In the past 20 years, several strategies have been developed to guide decision-makers in selecting reserves for biodiversity maintenance.

These strategies are often based on a single objective (e.g. species richness conservation or species abundance conservation), a constant site protection cost (regardless of the location and productivity of the site) and a spatial scale that are not always relevant for decision-making.

In this regard, Finnish researchers have developed a new model to select several alternative sites so they can be compared for efficient biodiversity maintenance. From this, they determined the site that would be selected to meet both budget constraints and one or more conservation objectives (species richness, red-listed species or species abundance preservation).

The outcome is therefore a cost-effective solution, which takes into account the monetary losses resulting from protecting the selected areas (e.g. the revenue losses due to harvest restrictions). The authors calibrated their model on 32 semi-natural old-growth forest stands in Finland, which contain 632 species, 18 of them red-listed in Finland according to the IUCN1 criteria.

Their modelling reveals that:

The benefits from conservation increase with the conservation budget, but at a diminishing rate.

The site selection varies depending upon the single conservation objective.

When selection is based on multiple objectives, conflicts appear between protecting red-listed species and maintaining species richness. Results show that selecting sites to protect 6% more red-listed species diminishes the overall species richness by 3%.

As the marginal costs of conservation increase as the number of selected sites increases, the authors conclude that it is not economically efficient to protect all the species in every region or planning area. In addition, they highlight that protecting red-listed species is often in conflict with other conservation objectives (such as species richness preservation). As a consequence, trade-offs appear between conservation objectives.
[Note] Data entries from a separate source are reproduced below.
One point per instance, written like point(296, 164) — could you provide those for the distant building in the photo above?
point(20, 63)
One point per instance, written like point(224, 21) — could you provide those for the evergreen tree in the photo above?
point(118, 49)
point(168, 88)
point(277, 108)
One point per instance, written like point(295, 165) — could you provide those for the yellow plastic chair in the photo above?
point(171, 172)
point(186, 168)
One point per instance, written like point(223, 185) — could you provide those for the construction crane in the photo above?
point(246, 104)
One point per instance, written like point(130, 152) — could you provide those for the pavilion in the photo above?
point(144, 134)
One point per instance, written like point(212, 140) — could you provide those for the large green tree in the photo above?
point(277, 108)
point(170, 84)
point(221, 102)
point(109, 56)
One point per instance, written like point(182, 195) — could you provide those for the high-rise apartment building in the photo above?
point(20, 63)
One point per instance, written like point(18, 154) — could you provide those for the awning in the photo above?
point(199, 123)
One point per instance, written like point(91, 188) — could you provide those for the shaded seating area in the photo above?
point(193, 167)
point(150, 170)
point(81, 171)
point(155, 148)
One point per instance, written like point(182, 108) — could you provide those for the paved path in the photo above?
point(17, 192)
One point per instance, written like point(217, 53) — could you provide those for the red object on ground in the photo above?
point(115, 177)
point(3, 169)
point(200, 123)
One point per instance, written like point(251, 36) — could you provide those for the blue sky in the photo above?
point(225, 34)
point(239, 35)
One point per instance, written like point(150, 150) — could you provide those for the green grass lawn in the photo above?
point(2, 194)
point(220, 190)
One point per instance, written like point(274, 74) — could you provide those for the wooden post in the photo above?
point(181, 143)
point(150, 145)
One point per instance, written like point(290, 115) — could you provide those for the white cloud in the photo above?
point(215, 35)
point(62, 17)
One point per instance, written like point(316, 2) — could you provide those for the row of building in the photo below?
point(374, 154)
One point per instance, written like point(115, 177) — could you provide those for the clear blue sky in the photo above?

Practically, they indicate that if the budget for conservation is low, it might be reasonable to make a pre-selection of sites based on the ecological information available and to then choose the sites that are the cheapest to protect. On the contrary, if the conservation budget is high, the sites should be selected in a complementary way. The authors also note that generally focussing on red-listed species might be reasonable, as they are a conservation priority.

Overall, this model provides new insight and new support for decision-making, which could be useful to achieve the EU target of halting biodiversity losses by 2010.